The left may be "avant-garde, . . . unconventional, . . . unorthodox, [and] progressive." Just don't call them liberal.
MaxedOutMama unearths sanity at Democratic Underground. I'll concede the left still has a few good men (Hentoff for example). But as M_O_M acknowledges, the reasoned are a minority in the present progressive, Deaniac, anyone-who-disagrees=Hitler universe. As an example, DU recently polled its inmates about Al Qaeda. The results (small sample size): 19 percent thought it a "real terrorist organization;" 22 percent said it was a "once real terrorist organization that the administration is now using to get what they want;" and 59 percent insisted Al Qaeda was a "completely fictional organization." More evidence that lefty opinion on 9/11 and global terror stems from late-night cable re-runs of "Capricorn 1."
And, M_O_M, us neo-cons are gentle sorts; I'd never shoot you.
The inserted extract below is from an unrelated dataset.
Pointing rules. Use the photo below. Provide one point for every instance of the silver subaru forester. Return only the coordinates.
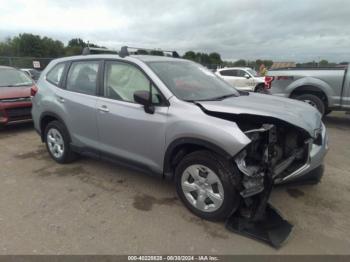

More from M_O_M: "can I claim that the liberal left is in control of the Democratic Party nationally? At this point, no. Carl has me crawling on my belly to avoid the overwhelming fusillade of link-fire whistling over my head. I think it's a temporary aberration, but only time will tell."
* The Supreme Court read this clause to be unenforcable, Luther v. Borden, 48 U.S. 1, 42 (1849), contributing to the elasticity of meaning.